Я только хмыкнула: картина рисовалась жутковатая.
— Вот он и задал стрекача домой, от греха подальше, — согласился со мной стражник.- Мамке все рассказал, а она уж стражу звать велела. Я там был, господа церберы, меня к вам и приставили потому что моя смена была. И вот что я скажу — не разбойники это. На бортниковом подворье где-то кое-что поломано, но пожитки в порядке, в сундуках никто не рылся и ухоронок не искал. А зверье, прежде чем на человека напасть, скотину бы порезало, да и кровища повсюду была бы, объедки… А там — ничего. Собаки, вроде, след какой-то почуяли, но не пошли по нему. На брюхо ложатся, воют — по следу не идут.
— Благодарю за помощь, уважаемый, — кивнул Камень.
А по суровому мужественному лицу сразу было понятно, что вот сейчас он мысленно перебирает всех известных ему тварей, пытаясь понять, которая здесь отметилась.
И я могла уверенно подсказать, что тварь эта будет либо ох и здоровенная, достаточно, чтобы проглотить человека целиком, да не одного, а дюжину. Либо наделенная магией, как тот дух, в Горше, и способная спрятать останки. И оба варианта не радовали.
— Доведешь наш отряд до развилки, про которую говорил — и езжай в Хорвус.
А Камень, видно, и без моих подсказок пришел к тем же выводам, раз отсылает стражника.
Первым подвох почуял Коряжка. Оживился, встрепенулся — и уже от этого напряглась я.
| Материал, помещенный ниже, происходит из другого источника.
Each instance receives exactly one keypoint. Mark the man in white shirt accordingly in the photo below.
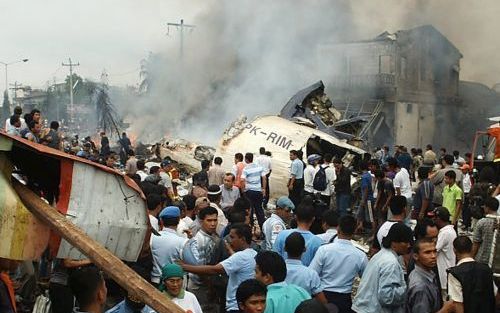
(166, 248)
(309, 172)
(446, 256)
(214, 196)
(327, 193)
(154, 206)
(401, 182)
(264, 160)
(397, 207)
(229, 192)
(330, 220)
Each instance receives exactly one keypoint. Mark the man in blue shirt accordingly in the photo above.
(365, 212)
(296, 181)
(251, 178)
(277, 221)
(298, 274)
(305, 218)
(338, 263)
(281, 297)
(383, 287)
(239, 266)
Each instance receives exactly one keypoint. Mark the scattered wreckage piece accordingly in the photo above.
(312, 107)
(100, 256)
(104, 203)
(278, 136)
(184, 152)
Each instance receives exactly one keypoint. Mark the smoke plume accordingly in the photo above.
(248, 57)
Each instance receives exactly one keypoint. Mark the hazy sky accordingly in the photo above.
(112, 35)
(115, 35)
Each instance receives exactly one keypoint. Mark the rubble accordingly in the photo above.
(313, 108)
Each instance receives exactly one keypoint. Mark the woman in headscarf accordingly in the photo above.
(172, 278)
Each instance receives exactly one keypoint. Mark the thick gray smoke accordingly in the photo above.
(243, 57)
(248, 57)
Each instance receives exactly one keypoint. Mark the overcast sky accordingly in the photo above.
(116, 34)
(112, 35)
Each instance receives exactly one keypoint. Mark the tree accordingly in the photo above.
(5, 106)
Завертела головой, пытаясь понять, что так могло обрадовать рыжего, потянула носом… Та-а-ак!
— Уважаемый! — окликнула я стражника, успевшего развернуть коня к городу.
— Да, госпожа цербер?
— Скажи, а хутора эти, пострадавшие, часом не на болоте стоят?
— Что вы, госпожа! — улыбнулся мне парень. — Кому придет в голову избу на болоте рубить?